Top Eight CSPs’ CapEx to Surpass $710B in 2026; Google Leads TPU Deployment
February 25, 2026 | TrendForceEstimated reading time: 2 minutes
Global CSPs are accelerating investment in AI servers and infrastructure to support expanding AI deployment and upgrades, according to TrendForce’s latest findings on the AI server market. Combined capital expenditures by the world’s eight leading CSPs—Google, AWS, Meta, Microsoft, Oracle, Tencent, Alibaba, and Baidu— are projected to exceed $710 billion in 2026, representing approximately 61% YoY growth.
In addition to the continued procurement of NVIDIA and AMD GPU platforms, CSPs are increasingly investing in ASICs to optimize AI workload suitability and improve the cost efficiency of data centers.
TrendForce estimates that Alphabet, Google’s parent company, will see its 2026 capital expenditure surpass $178.3 billion, up 95% YoY. Google began developing in-house ASICs earlier than its peers and has accumulated substantial advantages in research and development. Its TPU roadmap is expected to transition to the next-generation v8 platform this year.
Driven by demand from the Google Cloud Platform and Gemini AI applications, TPUs are projected to account for nearly 78% of AI servers shipped to Google in 2026. This is expected to further widen the gap with GPU-based systems. Google remains the only CSP whose AI server build-out features more ASIC-based servers than GPU-based ones.
Amazon has recently increased procurement of NVIDIA GB300 and V200 rack-scale systems, reflecting accelerated deployment of higher-power, higher-density GPU platforms to support expanding AI training and inference services. GPUs are expected to represent nearly 60% of AWS’s AI server build-out in 2026.
On the ASIC front, Amazon’s next-generation Trainium 3 is expected to ramp starting 2Q26, following the rollout of Trainium 2/2.5. However, shipment momentum may become more pronounced in the second half of the year as software maturity and system validation progress.
TrendForce projects Meta’s 2026 CapEx to exceed $124.5 billion, up 77% YoY. Meta’s AI servers will continue to rely primarily on NVIDIA and AMD GPUs, with GPU-based systems accounting for over 80% of its build-out.

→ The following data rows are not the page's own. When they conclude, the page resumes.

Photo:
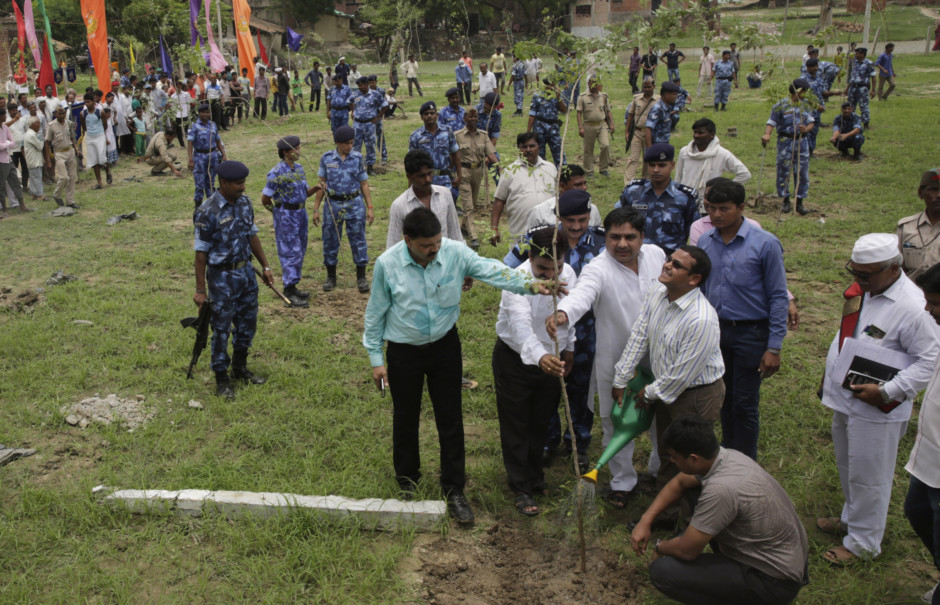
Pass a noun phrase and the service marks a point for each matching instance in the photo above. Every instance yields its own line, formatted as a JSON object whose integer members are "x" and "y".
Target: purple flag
{"x": 293, "y": 40}
{"x": 193, "y": 15}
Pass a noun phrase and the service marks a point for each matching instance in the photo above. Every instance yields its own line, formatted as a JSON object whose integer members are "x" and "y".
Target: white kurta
{"x": 616, "y": 293}
{"x": 864, "y": 438}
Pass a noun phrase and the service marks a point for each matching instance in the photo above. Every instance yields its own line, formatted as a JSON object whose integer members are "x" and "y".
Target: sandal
{"x": 617, "y": 499}
{"x": 839, "y": 556}
{"x": 526, "y": 505}
{"x": 830, "y": 525}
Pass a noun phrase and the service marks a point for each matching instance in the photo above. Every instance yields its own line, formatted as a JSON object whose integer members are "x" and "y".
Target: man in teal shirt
{"x": 415, "y": 303}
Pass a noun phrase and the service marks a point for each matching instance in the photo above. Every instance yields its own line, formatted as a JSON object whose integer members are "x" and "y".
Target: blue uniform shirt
{"x": 747, "y": 280}
{"x": 659, "y": 119}
{"x": 286, "y": 185}
{"x": 439, "y": 145}
{"x": 342, "y": 176}
{"x": 450, "y": 118}
{"x": 203, "y": 135}
{"x": 223, "y": 230}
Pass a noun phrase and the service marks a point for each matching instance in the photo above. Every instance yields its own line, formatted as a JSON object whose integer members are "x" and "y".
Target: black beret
{"x": 659, "y": 152}
{"x": 344, "y": 134}
{"x": 574, "y": 201}
{"x": 232, "y": 171}
{"x": 289, "y": 142}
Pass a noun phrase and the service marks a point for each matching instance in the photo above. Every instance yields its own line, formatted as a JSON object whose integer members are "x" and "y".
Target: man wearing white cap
{"x": 885, "y": 310}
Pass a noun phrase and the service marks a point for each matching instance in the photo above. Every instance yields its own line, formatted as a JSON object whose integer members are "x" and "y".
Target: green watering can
{"x": 627, "y": 419}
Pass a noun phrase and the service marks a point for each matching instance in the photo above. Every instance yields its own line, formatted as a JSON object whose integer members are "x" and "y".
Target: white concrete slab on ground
{"x": 373, "y": 512}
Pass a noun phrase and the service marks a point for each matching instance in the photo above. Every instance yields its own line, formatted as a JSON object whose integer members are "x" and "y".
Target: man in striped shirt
{"x": 678, "y": 329}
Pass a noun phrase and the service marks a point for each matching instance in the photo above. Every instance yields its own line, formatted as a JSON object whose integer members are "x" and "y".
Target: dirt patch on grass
{"x": 511, "y": 564}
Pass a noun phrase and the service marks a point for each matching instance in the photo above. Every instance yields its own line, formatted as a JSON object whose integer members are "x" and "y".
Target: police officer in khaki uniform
{"x": 919, "y": 234}
{"x": 635, "y": 120}
{"x": 476, "y": 152}
{"x": 595, "y": 124}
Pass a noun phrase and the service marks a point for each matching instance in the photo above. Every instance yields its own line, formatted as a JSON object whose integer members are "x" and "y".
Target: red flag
{"x": 46, "y": 76}
{"x": 263, "y": 55}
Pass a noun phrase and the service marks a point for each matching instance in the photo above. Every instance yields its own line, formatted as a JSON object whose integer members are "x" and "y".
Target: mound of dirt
{"x": 510, "y": 564}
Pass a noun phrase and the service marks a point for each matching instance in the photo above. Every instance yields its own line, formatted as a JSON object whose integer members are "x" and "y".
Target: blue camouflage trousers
{"x": 204, "y": 165}
{"x": 722, "y": 90}
{"x": 787, "y": 155}
{"x": 234, "y": 296}
{"x": 578, "y": 386}
{"x": 290, "y": 235}
{"x": 858, "y": 96}
{"x": 550, "y": 137}
{"x": 365, "y": 133}
{"x": 351, "y": 213}
{"x": 338, "y": 117}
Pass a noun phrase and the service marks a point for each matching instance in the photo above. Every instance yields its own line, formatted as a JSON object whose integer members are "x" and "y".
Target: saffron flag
{"x": 246, "y": 46}
{"x": 47, "y": 74}
{"x": 45, "y": 20}
{"x": 96, "y": 28}
{"x": 293, "y": 40}
{"x": 216, "y": 61}
{"x": 31, "y": 31}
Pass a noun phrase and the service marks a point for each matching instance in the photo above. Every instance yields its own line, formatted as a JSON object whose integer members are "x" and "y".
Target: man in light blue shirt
{"x": 415, "y": 303}
{"x": 747, "y": 286}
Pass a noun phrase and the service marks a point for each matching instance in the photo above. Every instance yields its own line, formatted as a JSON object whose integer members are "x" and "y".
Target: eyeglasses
{"x": 864, "y": 276}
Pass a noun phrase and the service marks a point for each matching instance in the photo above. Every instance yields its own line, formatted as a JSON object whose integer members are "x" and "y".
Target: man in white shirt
{"x": 526, "y": 369}
{"x": 884, "y": 317}
{"x": 523, "y": 185}
{"x": 704, "y": 159}
{"x": 678, "y": 330}
{"x": 615, "y": 284}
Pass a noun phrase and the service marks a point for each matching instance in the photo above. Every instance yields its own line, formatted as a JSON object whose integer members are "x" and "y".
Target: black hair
{"x": 619, "y": 216}
{"x": 722, "y": 190}
{"x": 689, "y": 435}
{"x": 929, "y": 280}
{"x": 525, "y": 137}
{"x": 704, "y": 123}
{"x": 703, "y": 264}
{"x": 570, "y": 170}
{"x": 416, "y": 159}
{"x": 421, "y": 222}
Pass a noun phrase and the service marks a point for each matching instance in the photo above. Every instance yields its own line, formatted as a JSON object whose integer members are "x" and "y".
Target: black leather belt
{"x": 228, "y": 266}
{"x": 345, "y": 197}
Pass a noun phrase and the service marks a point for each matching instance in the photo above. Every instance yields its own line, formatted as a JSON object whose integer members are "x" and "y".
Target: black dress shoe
{"x": 459, "y": 508}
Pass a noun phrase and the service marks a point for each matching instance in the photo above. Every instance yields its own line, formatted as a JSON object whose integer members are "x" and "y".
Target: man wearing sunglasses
{"x": 882, "y": 309}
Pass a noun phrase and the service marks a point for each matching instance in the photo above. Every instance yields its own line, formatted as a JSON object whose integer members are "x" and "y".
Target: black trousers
{"x": 526, "y": 398}
{"x": 408, "y": 366}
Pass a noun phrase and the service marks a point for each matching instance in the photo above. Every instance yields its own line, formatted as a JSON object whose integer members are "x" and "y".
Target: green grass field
{"x": 319, "y": 427}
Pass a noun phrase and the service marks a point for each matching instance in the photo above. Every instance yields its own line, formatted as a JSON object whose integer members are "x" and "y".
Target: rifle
{"x": 201, "y": 325}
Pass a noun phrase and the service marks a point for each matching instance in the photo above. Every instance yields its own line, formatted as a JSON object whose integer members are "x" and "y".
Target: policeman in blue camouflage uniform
{"x": 367, "y": 106}
{"x": 285, "y": 195}
{"x": 847, "y": 132}
{"x": 451, "y": 117}
{"x": 441, "y": 146}
{"x": 670, "y": 208}
{"x": 793, "y": 119}
{"x": 225, "y": 238}
{"x": 344, "y": 182}
{"x": 517, "y": 79}
{"x": 861, "y": 83}
{"x": 205, "y": 152}
{"x": 337, "y": 102}
{"x": 724, "y": 74}
{"x": 586, "y": 242}
{"x": 380, "y": 125}
{"x": 658, "y": 127}
{"x": 543, "y": 119}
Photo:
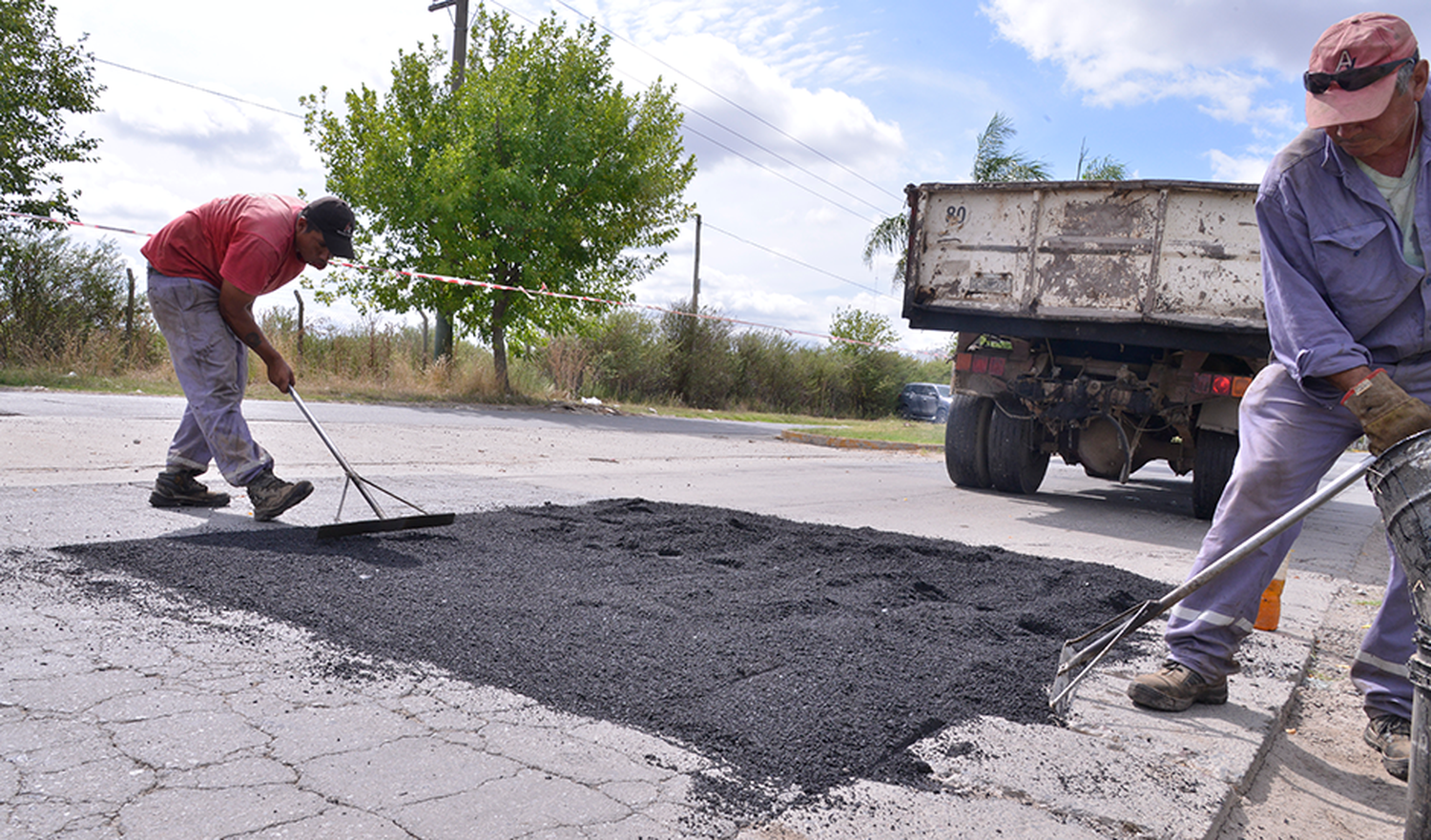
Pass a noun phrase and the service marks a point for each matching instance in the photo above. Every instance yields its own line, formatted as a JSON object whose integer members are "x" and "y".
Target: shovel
{"x": 1079, "y": 656}
{"x": 383, "y": 522}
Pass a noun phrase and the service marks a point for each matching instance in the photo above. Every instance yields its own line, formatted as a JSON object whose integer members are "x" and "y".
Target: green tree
{"x": 863, "y": 328}
{"x": 993, "y": 159}
{"x": 872, "y": 371}
{"x": 889, "y": 236}
{"x": 992, "y": 162}
{"x": 540, "y": 172}
{"x": 1102, "y": 168}
{"x": 42, "y": 80}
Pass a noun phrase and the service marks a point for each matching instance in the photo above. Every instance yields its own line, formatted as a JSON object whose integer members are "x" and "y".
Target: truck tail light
{"x": 1219, "y": 383}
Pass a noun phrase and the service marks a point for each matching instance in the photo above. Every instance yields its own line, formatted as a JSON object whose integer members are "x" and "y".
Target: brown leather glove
{"x": 1387, "y": 414}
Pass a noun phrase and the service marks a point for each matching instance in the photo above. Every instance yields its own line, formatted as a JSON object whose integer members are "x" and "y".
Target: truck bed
{"x": 1158, "y": 263}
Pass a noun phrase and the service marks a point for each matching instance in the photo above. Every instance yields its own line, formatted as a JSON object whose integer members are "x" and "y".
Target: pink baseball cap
{"x": 1357, "y": 43}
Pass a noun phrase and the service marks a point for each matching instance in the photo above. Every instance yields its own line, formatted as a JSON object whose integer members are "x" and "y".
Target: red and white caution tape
{"x": 529, "y": 292}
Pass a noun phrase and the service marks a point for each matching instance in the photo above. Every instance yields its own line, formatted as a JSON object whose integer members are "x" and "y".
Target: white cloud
{"x": 1238, "y": 169}
{"x": 1222, "y": 53}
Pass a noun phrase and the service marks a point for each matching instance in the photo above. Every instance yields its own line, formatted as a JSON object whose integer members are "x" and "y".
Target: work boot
{"x": 176, "y": 488}
{"x": 1176, "y": 687}
{"x": 272, "y": 496}
{"x": 1390, "y": 734}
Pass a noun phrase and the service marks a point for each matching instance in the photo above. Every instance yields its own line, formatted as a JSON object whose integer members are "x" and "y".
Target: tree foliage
{"x": 42, "y": 80}
{"x": 993, "y": 162}
{"x": 540, "y": 172}
{"x": 889, "y": 236}
{"x": 1105, "y": 168}
{"x": 993, "y": 159}
{"x": 866, "y": 328}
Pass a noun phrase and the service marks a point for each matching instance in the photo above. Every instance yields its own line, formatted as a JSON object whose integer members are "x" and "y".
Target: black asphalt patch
{"x": 793, "y": 653}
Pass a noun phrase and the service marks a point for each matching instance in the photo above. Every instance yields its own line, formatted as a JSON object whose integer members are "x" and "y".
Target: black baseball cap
{"x": 335, "y": 219}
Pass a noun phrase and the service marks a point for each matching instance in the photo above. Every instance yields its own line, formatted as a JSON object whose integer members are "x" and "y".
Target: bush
{"x": 57, "y": 295}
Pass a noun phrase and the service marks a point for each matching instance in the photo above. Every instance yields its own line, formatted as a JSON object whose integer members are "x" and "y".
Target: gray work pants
{"x": 1287, "y": 444}
{"x": 212, "y": 366}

Although Meta aims to advance its in-house MTIA ASIC platform to lower unit compute costs and reduce supplier dependence, supply chain sources indicate that software-hardware tuning challenges may constrain actual shipment volumes relative to initial expectations.
Microsoft remains optimistic about long-term demand for large-scale model training and inference and continues to procure NVIDIA rack-scale systems to support AI server deployments. It has also introduced its in-house Maia 200 chip, targeting high-efficiency AI inference applications.
Meanwhile, Oracle is expanding GPU rack-scale deployments to support AI data center projects tied to initiatives such as Stargate and OpenAI.
On the Chinese side, while ByteDance has not publicly disclosed detailed 2026 CapEx plans, TrendForce estimates that over half of its investment will be allocated to procuring AI chips. NVIDIA H200 is expected to serve as a key solution for ByteDance’s AI servers, subject to U.S.-China regulatory developments. The company is also expanding the adoption of domestic AI chips, including solutions from Cambricon.。
Tencent continues to procure NVIDIA GPUs to support cloud and generative AI services, while collaborating with local partners to develop in-house ASIC solutions across networking, data center infrastructure, and online AI applications to diversify compute sources and enhance integration flexibility.
Alibaba and Baidu are both actively advancing proprietary ASIC development. Alibaba, through T-head and Alibaba Cloud, supports public cloud and AI infrastructure services while developing Qwen LLMs and application software for enterprise and consumer markets.
Baidu plans to roll out its next-generation Kunlun chips after 2026, targeting large-scale AI training and inference workloads. In parallel, it is advancing its Tianchi AI server cluster platform, capable of linking hundreds of AI chips to boost system-level computing power.